Training, Team Planning Can Be Keys to Surviving Cyber Attacks

Troy, Mich.-based Flagstar Bank suffered a series of cybersecurity attacks over a roughly 18-month period between February 2021 and June 2022 that cost the bank at least $1 million in ransom.

The first attack occurred in February 2021, the second one – for which court records show the bank paid the $1 million ransom – took place in November 2021 and the third was in June 2022.

The point that Orion Czarnecki makes is this: Cybersecurity attacks aren’t going anywhere any time soon. For the foreseeable future, they’re not only here to stay, but their perpetrators are getting better at it.

“Ransomware is not only evolving, you have to look at how they’re going to be using AI to spam and try over and over on different people,” said Czarnecki, recently hired as the head of cybersecurity for North America/Asia-Pacific at Stefanini Group, a $1 billion global technology company specializing in digital solutions. “When we hear about ransomware, we also want to think about spear phishing and phishing attacks. Spear-phishing being the targeted, I know who this person is, I think I know how to manipulate them, and I think I know how to get a return on my hacking investment.

Orion Czarnecki

“So, there are going to be volumes … more than we’ve seen to date,” he added. “Some of these companies are paying and that’s just worsening the problem.”
Czarnecki, who had been working with business owners earlier in his career, switched to threat intelligence, “discovered the world of cybersecurity,” and pivoted to building cyber threat intelligence tools.
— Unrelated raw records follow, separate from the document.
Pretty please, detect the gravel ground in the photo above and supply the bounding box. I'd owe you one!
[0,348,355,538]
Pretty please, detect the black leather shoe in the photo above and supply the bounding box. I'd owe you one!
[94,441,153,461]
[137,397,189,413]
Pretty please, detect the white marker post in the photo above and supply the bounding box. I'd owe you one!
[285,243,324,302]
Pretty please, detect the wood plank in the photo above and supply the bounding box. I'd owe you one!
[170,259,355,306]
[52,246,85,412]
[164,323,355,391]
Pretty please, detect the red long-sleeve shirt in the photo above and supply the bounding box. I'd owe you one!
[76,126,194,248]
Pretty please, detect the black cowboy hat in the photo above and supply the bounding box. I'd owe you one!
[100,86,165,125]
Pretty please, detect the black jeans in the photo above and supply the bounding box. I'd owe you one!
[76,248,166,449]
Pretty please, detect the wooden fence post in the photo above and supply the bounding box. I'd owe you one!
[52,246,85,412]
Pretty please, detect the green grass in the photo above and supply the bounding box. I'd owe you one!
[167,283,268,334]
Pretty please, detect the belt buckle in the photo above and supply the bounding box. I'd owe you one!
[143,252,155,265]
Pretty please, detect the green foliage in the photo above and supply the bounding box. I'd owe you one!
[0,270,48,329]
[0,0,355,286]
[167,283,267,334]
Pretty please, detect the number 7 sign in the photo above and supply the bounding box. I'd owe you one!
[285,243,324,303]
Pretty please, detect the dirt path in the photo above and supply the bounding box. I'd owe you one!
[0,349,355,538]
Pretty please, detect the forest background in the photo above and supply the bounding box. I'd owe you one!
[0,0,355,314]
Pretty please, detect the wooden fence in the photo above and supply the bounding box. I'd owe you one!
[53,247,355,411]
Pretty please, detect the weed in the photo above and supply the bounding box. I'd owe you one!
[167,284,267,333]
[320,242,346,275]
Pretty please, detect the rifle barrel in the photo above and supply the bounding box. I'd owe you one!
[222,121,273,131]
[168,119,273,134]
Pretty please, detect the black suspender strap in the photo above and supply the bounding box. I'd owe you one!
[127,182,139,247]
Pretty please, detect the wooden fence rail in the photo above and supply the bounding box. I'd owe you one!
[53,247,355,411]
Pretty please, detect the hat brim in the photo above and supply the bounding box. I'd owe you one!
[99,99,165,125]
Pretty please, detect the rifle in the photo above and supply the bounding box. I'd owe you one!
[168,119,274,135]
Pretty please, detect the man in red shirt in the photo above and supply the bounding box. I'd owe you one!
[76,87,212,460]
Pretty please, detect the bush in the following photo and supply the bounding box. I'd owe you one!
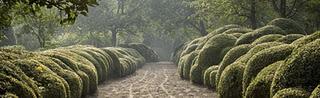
[0,73,37,98]
[242,44,294,94]
[14,60,67,98]
[252,34,284,45]
[292,31,320,47]
[277,34,304,44]
[203,65,219,88]
[236,26,287,45]
[244,61,284,98]
[268,18,306,34]
[272,88,310,98]
[271,40,320,95]
[190,34,236,84]
[217,63,244,98]
[215,44,253,84]
[223,28,252,34]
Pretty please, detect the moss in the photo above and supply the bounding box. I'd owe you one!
[223,28,252,34]
[244,61,284,98]
[292,31,320,47]
[309,85,320,98]
[0,73,37,98]
[0,61,42,98]
[215,44,253,84]
[120,43,159,62]
[190,34,236,84]
[252,34,284,45]
[268,18,306,34]
[271,40,320,95]
[277,34,304,44]
[272,88,310,98]
[236,26,286,45]
[14,60,67,98]
[32,56,82,98]
[217,63,244,98]
[242,44,294,94]
[203,65,219,88]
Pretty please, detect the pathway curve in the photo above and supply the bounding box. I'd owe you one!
[89,62,216,98]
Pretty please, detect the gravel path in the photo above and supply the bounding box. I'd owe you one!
[88,62,216,98]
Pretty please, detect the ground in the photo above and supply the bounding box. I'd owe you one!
[88,62,216,98]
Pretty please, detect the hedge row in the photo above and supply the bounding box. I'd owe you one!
[0,45,152,98]
[173,18,320,98]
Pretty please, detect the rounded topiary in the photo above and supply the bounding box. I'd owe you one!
[190,34,236,84]
[292,31,320,47]
[271,39,320,95]
[215,44,253,86]
[242,44,294,94]
[0,73,37,98]
[276,34,304,44]
[14,60,67,98]
[203,65,219,88]
[272,88,310,98]
[236,26,287,45]
[217,63,244,98]
[310,85,320,98]
[223,28,252,34]
[268,18,306,34]
[252,34,284,45]
[244,61,284,98]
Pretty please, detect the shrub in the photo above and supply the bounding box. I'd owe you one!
[272,88,310,98]
[244,61,284,98]
[271,40,320,95]
[14,60,67,98]
[242,44,294,94]
[252,34,284,45]
[203,65,219,88]
[223,28,252,34]
[0,73,37,98]
[190,34,236,84]
[217,63,244,98]
[277,34,304,44]
[268,18,306,34]
[236,26,286,45]
[215,44,253,84]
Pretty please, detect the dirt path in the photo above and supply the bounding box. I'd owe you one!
[89,62,216,98]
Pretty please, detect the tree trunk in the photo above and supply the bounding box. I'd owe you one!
[111,30,117,47]
[279,0,287,18]
[0,26,17,46]
[199,20,208,36]
[250,0,257,29]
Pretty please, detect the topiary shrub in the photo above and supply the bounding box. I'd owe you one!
[271,39,320,95]
[215,44,253,84]
[242,44,294,94]
[252,34,284,45]
[190,34,236,84]
[217,63,244,98]
[276,34,304,44]
[223,28,252,34]
[203,65,219,88]
[119,43,159,62]
[310,85,320,98]
[292,31,320,47]
[14,60,67,98]
[244,61,284,98]
[272,88,310,98]
[236,26,287,45]
[0,73,37,98]
[268,18,306,34]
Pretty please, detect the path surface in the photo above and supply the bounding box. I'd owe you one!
[89,62,216,98]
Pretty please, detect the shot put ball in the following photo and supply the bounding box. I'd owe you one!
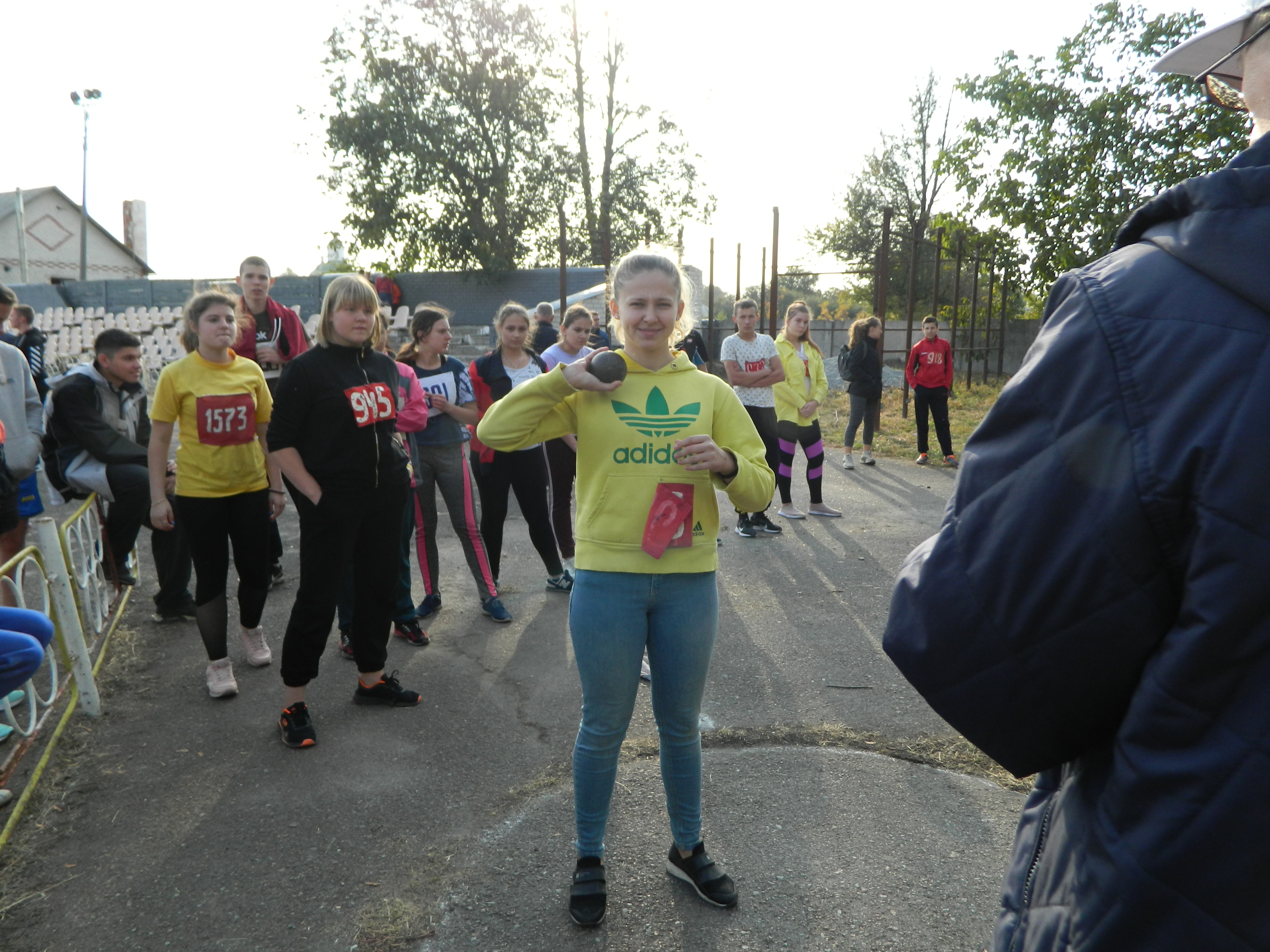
[591,350,626,383]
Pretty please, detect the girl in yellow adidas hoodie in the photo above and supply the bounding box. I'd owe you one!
[476,250,775,925]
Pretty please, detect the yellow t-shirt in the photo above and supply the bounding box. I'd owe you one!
[150,350,273,497]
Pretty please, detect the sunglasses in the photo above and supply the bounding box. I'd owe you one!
[1199,20,1270,113]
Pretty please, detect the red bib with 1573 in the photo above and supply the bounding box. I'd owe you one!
[344,383,396,427]
[195,393,255,447]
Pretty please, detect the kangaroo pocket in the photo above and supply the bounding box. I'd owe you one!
[576,472,716,548]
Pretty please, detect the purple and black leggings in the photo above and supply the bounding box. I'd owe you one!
[776,420,824,504]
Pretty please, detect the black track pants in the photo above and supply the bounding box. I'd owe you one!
[281,482,410,688]
[913,387,952,456]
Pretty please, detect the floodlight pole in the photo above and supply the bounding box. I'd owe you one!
[80,99,88,281]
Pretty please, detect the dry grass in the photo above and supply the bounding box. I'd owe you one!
[821,376,1010,458]
[353,896,433,952]
[701,723,1032,792]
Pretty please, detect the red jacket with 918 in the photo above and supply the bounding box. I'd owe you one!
[904,338,952,388]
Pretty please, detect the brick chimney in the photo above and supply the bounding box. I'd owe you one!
[123,199,148,262]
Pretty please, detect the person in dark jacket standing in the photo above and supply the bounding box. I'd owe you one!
[43,329,195,622]
[467,301,573,593]
[842,317,881,470]
[234,255,309,594]
[529,301,563,354]
[9,305,48,400]
[884,5,1270,952]
[268,274,420,747]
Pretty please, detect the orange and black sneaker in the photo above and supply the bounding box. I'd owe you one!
[278,701,317,747]
[353,671,423,707]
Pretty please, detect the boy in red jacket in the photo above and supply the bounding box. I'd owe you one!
[904,317,956,466]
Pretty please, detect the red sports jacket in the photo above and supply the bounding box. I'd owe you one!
[904,338,952,388]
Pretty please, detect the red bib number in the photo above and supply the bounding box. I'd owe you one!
[344,383,396,427]
[195,393,255,447]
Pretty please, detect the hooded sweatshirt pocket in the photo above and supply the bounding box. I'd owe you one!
[576,472,715,548]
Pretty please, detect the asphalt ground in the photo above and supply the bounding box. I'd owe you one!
[0,455,1022,952]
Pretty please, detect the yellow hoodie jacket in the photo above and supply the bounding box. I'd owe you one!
[772,334,829,427]
[476,352,776,574]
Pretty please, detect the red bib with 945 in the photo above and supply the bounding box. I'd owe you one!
[195,393,255,447]
[344,383,396,427]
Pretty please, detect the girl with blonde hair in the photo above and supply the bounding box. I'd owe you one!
[146,291,286,697]
[476,250,773,925]
[772,301,842,519]
[269,274,420,747]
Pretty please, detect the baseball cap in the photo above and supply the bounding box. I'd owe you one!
[1151,0,1270,112]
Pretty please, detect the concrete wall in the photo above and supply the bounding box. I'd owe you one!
[700,320,1040,373]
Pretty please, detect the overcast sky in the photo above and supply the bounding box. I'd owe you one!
[0,0,1245,288]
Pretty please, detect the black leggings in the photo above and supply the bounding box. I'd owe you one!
[776,420,824,505]
[472,447,564,579]
[542,439,578,559]
[175,489,269,661]
[737,404,781,515]
[281,482,410,688]
[913,386,952,457]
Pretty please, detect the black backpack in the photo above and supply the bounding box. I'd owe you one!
[838,344,851,383]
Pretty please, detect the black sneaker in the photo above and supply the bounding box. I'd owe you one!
[392,618,428,647]
[569,856,608,927]
[749,513,781,536]
[414,591,441,619]
[353,671,423,707]
[666,843,737,908]
[337,628,357,661]
[150,598,198,624]
[278,701,317,747]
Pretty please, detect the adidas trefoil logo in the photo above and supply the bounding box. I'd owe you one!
[612,387,701,437]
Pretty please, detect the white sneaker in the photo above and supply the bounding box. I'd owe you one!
[207,658,238,697]
[239,626,273,668]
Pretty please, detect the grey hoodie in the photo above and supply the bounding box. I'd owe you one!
[0,341,44,480]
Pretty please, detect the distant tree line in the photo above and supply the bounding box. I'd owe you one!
[322,0,714,271]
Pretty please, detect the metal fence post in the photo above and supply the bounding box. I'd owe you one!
[965,250,983,390]
[32,515,102,717]
[949,231,965,396]
[899,229,920,420]
[767,208,781,338]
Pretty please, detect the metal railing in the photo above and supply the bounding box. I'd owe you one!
[0,502,136,849]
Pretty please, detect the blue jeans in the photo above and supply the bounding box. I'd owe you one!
[0,608,53,698]
[569,569,719,856]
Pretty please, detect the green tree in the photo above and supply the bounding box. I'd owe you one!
[949,0,1247,287]
[325,0,556,271]
[540,4,715,264]
[808,72,948,314]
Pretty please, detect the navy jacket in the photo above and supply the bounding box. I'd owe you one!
[884,136,1270,952]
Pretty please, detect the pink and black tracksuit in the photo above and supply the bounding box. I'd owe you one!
[410,357,498,602]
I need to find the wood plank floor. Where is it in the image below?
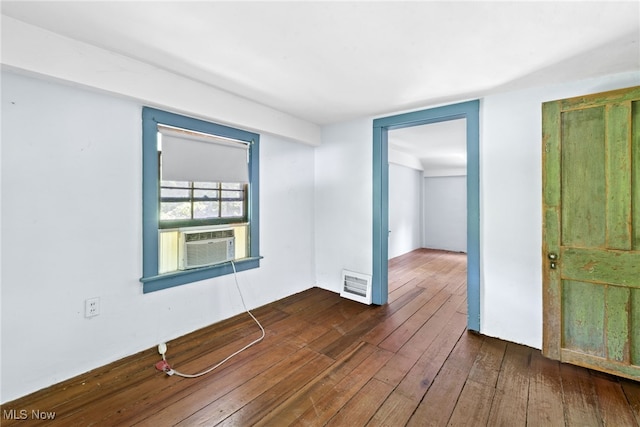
[1,250,640,427]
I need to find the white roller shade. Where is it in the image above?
[158,126,249,183]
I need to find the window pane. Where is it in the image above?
[160,202,191,220]
[222,191,243,200]
[160,188,190,199]
[193,202,220,219]
[222,182,244,190]
[193,182,220,188]
[193,190,218,199]
[222,202,244,217]
[160,181,191,188]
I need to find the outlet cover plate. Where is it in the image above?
[84,297,100,317]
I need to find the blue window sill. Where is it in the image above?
[140,257,262,294]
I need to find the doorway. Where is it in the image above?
[372,100,480,332]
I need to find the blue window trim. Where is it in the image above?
[140,107,261,293]
[371,100,480,331]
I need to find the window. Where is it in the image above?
[140,107,260,293]
[160,180,248,228]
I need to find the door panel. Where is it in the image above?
[543,87,640,380]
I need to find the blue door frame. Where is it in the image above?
[372,100,480,332]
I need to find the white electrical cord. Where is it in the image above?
[162,261,265,378]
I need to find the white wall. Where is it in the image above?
[0,72,314,402]
[315,72,640,348]
[480,72,640,348]
[423,176,467,252]
[389,164,422,259]
[315,118,373,292]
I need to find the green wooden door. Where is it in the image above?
[542,86,640,380]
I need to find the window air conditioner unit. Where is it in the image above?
[178,229,236,270]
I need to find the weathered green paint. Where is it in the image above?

He said he got involved in investigations into incidents such as attacks on Target and Home Depot, and into a group of hackers called LulzSec which claimed responsibility for a series of hacks, including the compromise of accounts in Playstation Network back in 2011.

Since 2014, he said, he’s “been building out cyber programs and … supporting CISOs.”

According to Czarnecki, companies should be working with law enforcement agencies – the FBI offers a public-private partnership to do so, he said – to make decisions on how best to handle ransomware attacks.

He said navigating such attacks on a per-situation basis with law enforcement would be the most helpful path in dealing with the problem.

“Think of it like this: They’re going to give you advice that you rely on,” Czarnecki said. “And as you work with your insurance company, as you work through the event, as you work through the actual incident response of it, having (law enforcement) embedded might lead to more information on the attackers because they have the overall view. It’s really critical for organizations to work in joint progression with law enforcement.”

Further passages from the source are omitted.